J.E. Dunn Construction Group
- Industry: Construction
- Headquarters: Kansas City, Missouri, United States
- Number of employees: 4,000 (2026)
- Website: https://jedunn.com/

= J. E. Dunn Construction Group =

Privately owned construction company in the United States

J. E. Dunn Construction Group is an American privately held construction company headquartered in Kansas City, Missouri founded in 1924 by John Ernest Dunn.

==History==
The company was founded in Kansas City, Missouri, in 1924 by John Ernest Dunn as a residential contractor, and later moved into commercial, institutional, and public building work. During World War II, the firm built the Quartermaster Depot, a wartime supply facility in Kansas City, at cost. Leadership of the company remained within the Dunn family for three generations: Dunn's son William H. Dunn Sr. took over the business after the founder's death in the mid-1960s, and William's son Terrence P. Dunn was named chief executive officer in 1989. Terrence Dunn served as president and chief executive officer of the holding company, incorporated as Dunn Industries, Inc. and later renamed J.E. Dunn Construction Group, Inc., until his retirement in 2015.

Beginning in 1990, the company expanded beyond Kansas City through a series of acquisitions, purchasing a controlling interest in Witcher Construction of Minneapolis in 1990, Drake Construction Company of Portland, Oregon, in 1992, the Houston-based LTB Contractors and Hughes/Smith, Inc. of Colorado Springs, Colorado, in the late 1990s, and R.J. Griffin & Company of Atlanta in January 2000.

In 2010, the company established an employee stock ownership plan, transitioning from sole family ownership to combined family and employee ownership.

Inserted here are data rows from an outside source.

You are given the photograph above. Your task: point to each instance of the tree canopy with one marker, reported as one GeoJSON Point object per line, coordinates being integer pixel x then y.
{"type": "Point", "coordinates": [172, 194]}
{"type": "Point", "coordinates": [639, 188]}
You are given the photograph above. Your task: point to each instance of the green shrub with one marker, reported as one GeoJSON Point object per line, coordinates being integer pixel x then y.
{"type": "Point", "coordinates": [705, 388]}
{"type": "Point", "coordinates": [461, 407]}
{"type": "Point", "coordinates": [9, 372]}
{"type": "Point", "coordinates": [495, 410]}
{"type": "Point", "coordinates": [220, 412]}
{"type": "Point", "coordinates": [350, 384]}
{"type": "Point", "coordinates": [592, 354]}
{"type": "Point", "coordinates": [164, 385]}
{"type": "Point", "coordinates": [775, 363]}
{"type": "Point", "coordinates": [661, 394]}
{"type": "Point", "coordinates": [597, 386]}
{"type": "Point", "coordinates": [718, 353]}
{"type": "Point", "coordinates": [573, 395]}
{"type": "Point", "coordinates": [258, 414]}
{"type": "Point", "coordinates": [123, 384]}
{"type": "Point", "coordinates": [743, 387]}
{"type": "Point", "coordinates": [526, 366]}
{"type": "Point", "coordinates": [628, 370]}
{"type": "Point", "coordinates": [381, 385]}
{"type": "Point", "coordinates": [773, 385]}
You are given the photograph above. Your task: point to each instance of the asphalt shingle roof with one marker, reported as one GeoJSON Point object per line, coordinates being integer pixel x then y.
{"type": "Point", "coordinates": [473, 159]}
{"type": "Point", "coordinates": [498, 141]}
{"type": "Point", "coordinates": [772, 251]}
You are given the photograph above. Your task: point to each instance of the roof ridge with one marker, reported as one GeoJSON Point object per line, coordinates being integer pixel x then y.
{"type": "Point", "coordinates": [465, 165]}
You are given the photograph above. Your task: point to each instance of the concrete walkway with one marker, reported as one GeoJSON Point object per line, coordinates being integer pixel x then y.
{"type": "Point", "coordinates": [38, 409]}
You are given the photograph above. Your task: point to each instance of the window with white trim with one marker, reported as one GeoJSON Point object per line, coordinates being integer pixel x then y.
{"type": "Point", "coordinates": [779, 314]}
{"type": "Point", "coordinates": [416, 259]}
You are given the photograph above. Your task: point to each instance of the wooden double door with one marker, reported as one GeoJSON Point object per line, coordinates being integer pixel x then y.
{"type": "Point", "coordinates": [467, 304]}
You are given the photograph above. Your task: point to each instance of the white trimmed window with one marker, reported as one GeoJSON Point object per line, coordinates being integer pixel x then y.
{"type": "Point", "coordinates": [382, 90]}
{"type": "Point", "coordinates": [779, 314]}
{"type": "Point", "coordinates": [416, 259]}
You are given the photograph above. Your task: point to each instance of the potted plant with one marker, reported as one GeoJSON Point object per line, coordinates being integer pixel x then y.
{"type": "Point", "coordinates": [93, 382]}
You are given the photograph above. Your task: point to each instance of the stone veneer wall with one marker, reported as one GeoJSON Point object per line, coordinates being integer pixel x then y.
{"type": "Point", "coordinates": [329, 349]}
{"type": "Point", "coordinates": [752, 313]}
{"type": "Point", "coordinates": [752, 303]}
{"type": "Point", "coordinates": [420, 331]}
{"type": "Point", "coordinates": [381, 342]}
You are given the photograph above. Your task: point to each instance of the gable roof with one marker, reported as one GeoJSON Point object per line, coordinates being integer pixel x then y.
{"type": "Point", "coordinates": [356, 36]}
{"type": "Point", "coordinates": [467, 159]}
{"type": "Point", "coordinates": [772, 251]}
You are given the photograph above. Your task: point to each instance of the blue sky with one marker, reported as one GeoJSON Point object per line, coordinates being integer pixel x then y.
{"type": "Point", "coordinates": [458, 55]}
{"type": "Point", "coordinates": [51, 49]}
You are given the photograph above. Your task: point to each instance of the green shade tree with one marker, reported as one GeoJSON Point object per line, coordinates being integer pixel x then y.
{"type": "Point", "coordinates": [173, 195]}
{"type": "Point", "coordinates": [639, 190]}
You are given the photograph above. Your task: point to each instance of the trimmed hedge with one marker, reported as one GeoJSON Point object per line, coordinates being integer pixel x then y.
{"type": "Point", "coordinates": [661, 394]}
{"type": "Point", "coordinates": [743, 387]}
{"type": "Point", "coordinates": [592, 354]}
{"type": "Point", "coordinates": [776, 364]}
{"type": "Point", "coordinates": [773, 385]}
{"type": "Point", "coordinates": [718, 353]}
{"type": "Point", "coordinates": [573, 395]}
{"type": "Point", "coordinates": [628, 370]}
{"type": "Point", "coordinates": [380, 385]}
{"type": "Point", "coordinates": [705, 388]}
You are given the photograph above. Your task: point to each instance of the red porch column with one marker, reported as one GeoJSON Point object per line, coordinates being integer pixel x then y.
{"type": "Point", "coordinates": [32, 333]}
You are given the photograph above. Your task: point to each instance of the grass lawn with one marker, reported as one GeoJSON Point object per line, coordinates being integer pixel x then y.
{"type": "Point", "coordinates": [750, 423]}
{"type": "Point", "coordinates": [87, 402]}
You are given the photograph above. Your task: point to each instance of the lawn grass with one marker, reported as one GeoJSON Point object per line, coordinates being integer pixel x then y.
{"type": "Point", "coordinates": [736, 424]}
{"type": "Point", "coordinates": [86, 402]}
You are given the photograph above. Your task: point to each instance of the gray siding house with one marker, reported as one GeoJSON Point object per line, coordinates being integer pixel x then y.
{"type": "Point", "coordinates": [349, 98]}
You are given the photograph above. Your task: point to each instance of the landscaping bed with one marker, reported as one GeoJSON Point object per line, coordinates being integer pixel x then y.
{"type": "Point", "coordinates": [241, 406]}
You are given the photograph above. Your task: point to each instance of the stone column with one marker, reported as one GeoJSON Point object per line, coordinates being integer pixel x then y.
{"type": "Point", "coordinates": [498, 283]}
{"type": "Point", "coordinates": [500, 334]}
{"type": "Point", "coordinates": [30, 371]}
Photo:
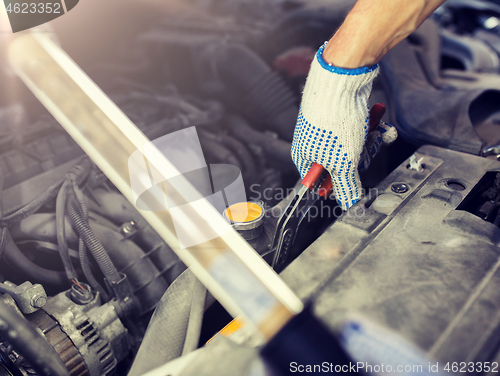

Gordon Lansford III, who had served as chief financial officer for 15 years, became president and chief executive officer of JE Dunn Construction Company on January 1, 2014, the first person outside the Dunn family to hold the position. In 2019, the Dunn family and the company were part of the investment group led by John Sherman that purchased the Kansas City Royals of Major League Baseball. By 2024, it operated 26 offices in the United States and employed more than 4,000 people.

In 2026, Kevin Grimm, a former foreman for J.E. Dunn pleaded guilty to a felony theft charge for stealing over $70,000 of medical equipment and construction equipment from his jobsite at University of Iowa Hospitals & Clinics and selling them on eBay and Facebook Marketplace. The medical equipment he stole were regulated by the Food and Drug Administration that were only meant to be owned by medical providers. He used his access to facility as a contractor to loot the hospital that was being built. The hospital security received a tip about stolen hospital items on eBay and personal information found in pictures and background photo that showed the jobsite linked the incident to Grimm. Board of Regents has hired the company as the manager of North Liberty project at UIHC.

Engineering News-Record listed J.E. Dunn as the 21st highest revenue contractor in 2026.